Basirice and all the members of her Tutsi family were marked for death. Within a few months, both of her parents and all of her siblings, along with an estimated 800,000 other Rwandans, were murdered. Private Hutu citizens joined militias and began to rape and murder people who had been their neighbors for generations. (Learn more about the genocide.)
To escape the mass slaughter, Basirice and her husband fled with their newborn child to nearby Tanzania. In 1997, the family returned to the small Rwandan town hoping to rebuild their shattered lives. Basirice noticed that in the wake of the tragedy many elements of traditional culture had vanished.
“When we returned home after the genocide, no one was making imigongo anymore,” she says. “But I needed to do something to start over, and I knew if the tradition was to survive I would have to do it myself.”
Rebirth Through Art
Basirice started producing and selling small-scale works to the rebuilding community. When her husband died in 1999, she knew that for her and her son Fabrice to survive, she would have to think bigger. Fabrice, now a young businessman, draws inspiration from his mother’s ability to bring people together.
“In 2000, my mother looked around her and saw so many other lost women,” he says. “The community had been shattered and everyone was scrambling to find a way to provide for themselves. She knew they would be stronger if they stood together.”
So Basirice brought other widows into her studio and taught them how to make imigongo. Soon, they were producing lots of pieces, and it began to be sold outside of the region.
Kakira Imigongo Cooperative currently employs 15 women. Almost all of them are genocide widows. Their canvasses vary from small wooden squares to customized full-wall murals. The artists will usually work collectively on a single piece. One artist will sketch a pattern on a square of wood and then trace the pattern with fingers full of cow dung. Once dry, the pattern is painted over by another artist, who uses paints made from red clay, black ash, or white kaolin, among other natural materials. The works are sanded smooth and painted several more times before going on display.

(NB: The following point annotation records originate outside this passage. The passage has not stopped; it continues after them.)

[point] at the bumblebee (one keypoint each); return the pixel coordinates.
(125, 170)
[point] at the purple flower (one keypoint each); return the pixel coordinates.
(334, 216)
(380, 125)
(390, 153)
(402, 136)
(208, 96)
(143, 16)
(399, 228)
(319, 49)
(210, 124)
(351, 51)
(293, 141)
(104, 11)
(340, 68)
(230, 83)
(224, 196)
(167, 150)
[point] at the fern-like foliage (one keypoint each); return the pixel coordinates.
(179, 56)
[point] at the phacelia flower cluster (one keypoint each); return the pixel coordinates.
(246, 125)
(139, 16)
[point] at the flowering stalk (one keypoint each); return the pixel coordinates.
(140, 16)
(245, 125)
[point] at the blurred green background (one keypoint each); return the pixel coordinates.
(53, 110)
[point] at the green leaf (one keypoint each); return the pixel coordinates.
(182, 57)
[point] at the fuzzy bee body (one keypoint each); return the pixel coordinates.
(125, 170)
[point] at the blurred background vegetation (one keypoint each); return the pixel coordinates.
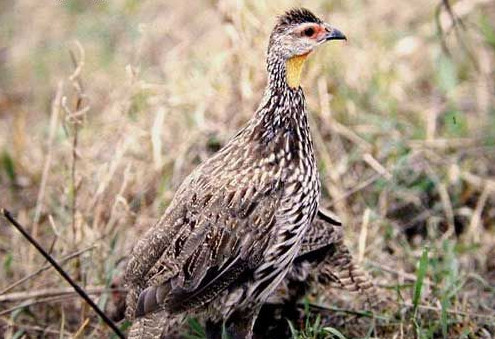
(106, 105)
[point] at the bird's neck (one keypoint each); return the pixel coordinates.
(281, 114)
(285, 74)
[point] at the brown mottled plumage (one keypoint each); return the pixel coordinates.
(237, 222)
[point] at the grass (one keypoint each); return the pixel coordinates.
(402, 118)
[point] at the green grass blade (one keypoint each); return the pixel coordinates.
(334, 332)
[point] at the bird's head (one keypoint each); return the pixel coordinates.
(297, 33)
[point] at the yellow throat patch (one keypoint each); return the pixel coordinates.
(294, 68)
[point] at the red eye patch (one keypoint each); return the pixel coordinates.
(311, 31)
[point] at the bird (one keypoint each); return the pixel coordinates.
(323, 264)
(236, 223)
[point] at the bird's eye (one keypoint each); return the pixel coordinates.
(309, 31)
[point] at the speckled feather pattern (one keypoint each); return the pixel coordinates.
(235, 225)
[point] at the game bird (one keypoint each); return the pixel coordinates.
(237, 222)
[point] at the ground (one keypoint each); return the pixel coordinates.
(105, 106)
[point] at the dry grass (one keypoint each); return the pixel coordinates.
(90, 156)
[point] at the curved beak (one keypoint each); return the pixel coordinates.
(333, 34)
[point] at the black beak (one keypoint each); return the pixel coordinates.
(334, 34)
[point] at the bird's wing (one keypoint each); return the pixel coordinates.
(215, 230)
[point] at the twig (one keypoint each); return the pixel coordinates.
(81, 329)
(44, 268)
(74, 117)
(474, 225)
(46, 168)
(53, 292)
(60, 270)
(30, 328)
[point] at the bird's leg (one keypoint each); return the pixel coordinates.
(213, 329)
(240, 324)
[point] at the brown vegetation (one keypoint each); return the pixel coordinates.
(403, 117)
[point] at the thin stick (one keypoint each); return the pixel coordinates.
(59, 269)
(54, 292)
(44, 268)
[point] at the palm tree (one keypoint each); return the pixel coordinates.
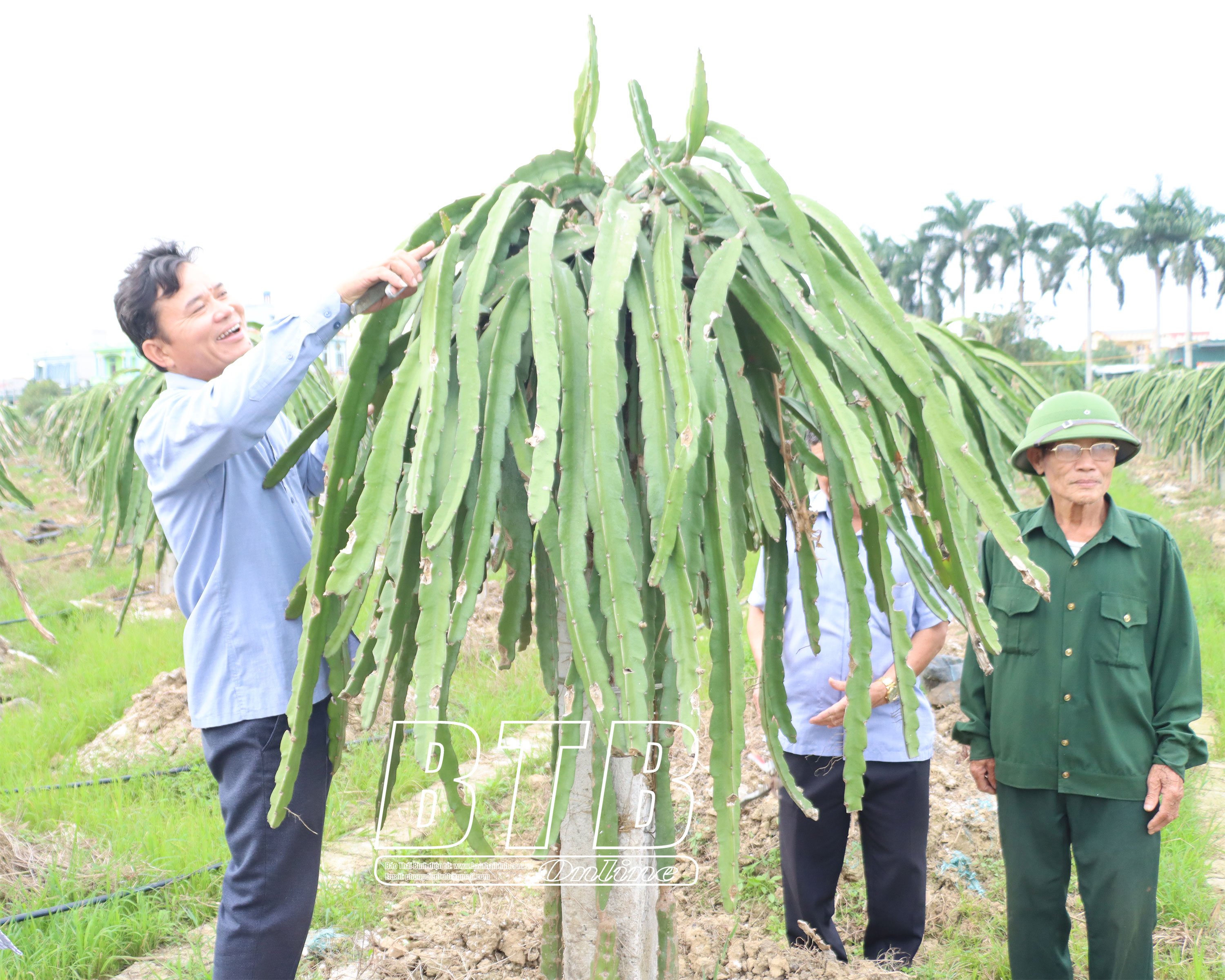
(1086, 236)
(892, 261)
(1196, 244)
(953, 229)
(911, 270)
(1154, 237)
(1009, 247)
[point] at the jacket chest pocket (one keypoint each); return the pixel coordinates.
(1013, 609)
(1121, 641)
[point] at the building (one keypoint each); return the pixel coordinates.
(1138, 343)
(11, 389)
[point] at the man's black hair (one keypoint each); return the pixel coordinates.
(152, 276)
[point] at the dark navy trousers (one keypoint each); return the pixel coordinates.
(893, 833)
(269, 892)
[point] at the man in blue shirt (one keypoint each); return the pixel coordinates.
(893, 822)
(207, 442)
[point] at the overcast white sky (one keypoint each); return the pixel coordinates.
(297, 142)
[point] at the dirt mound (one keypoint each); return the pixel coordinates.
(155, 731)
(146, 603)
(26, 859)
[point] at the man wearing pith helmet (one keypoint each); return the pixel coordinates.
(1083, 728)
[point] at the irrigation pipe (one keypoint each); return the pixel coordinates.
(106, 781)
(60, 556)
(43, 617)
(100, 900)
(176, 771)
(65, 612)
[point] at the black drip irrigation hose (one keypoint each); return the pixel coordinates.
(129, 892)
(42, 617)
(176, 771)
(65, 612)
(100, 900)
(103, 782)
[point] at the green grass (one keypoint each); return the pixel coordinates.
(122, 832)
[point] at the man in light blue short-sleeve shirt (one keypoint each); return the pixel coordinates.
(893, 822)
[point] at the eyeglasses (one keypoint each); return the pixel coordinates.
(1069, 452)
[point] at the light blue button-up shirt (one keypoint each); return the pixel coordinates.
(207, 446)
(806, 677)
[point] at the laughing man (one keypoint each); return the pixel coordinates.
(207, 442)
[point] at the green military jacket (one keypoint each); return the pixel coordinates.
(1099, 684)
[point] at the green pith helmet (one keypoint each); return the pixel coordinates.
(1075, 414)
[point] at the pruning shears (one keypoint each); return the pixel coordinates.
(384, 291)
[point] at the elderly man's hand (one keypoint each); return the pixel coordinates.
(983, 770)
(1167, 784)
(401, 271)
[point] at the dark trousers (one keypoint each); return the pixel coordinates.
(269, 892)
(1116, 867)
(893, 831)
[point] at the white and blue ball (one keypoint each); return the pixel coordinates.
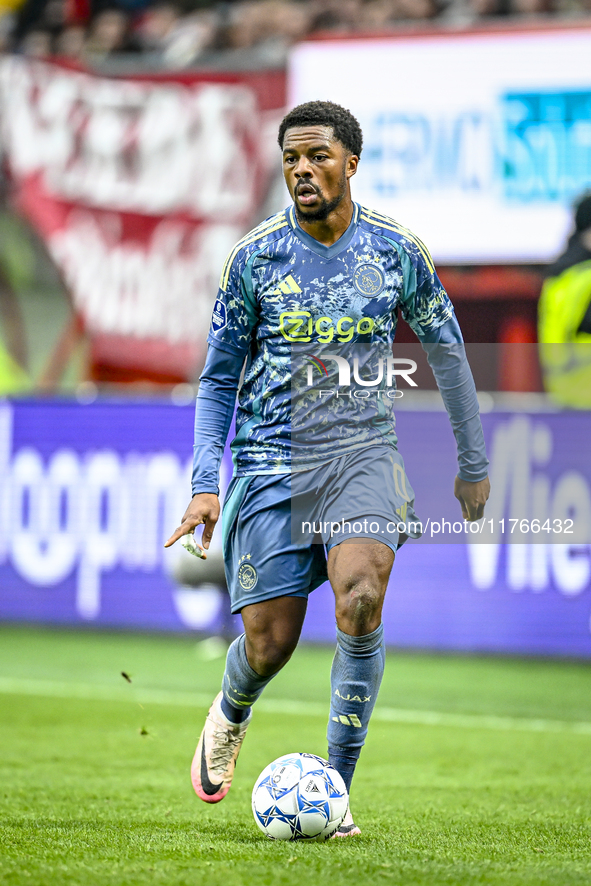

The art coming out of Kakira has gained an international following, with pieces on display in Paris, France, and promises of a New York exhibit in 2018. Although the Kakira Cooperative does not have a web presence, Fabrice—who is fluent in several languages—takes international calls and orders on his mother’s behalf.
When the shop closes, I convince Basirice and Fabrice to join me for dinner. The drive through Nyakarambi at sunset is hauntingly idyllic. Curving through the plush mountain passes, the main road is noticeably filled with people. Everyone is walking. Large groups painted gold by the setting sun smile, laugh, hold hands, and ride bicycles. It looks as if a large event just let out.
“Where is everyone going?” I ask.
Fabrice smiles, “I think people just like to be out. I think many people are happy. We are in a time when all the different people in Rwanda can have a chance to be what they want to be. I am happy to stay here and be part of this.”
“Does your mother plan to stay in this region as well?” I ask. “She is getting very popular. What if she uses up all of the cow dung?”
Fabrice laughs and translates the joke to his mother, who smiles with a quiet response in her Rundi tongue.
“She says that in Rwanda we are farmers and almost everyone in the countryside has a cow. Where there are cows there will always be dung.”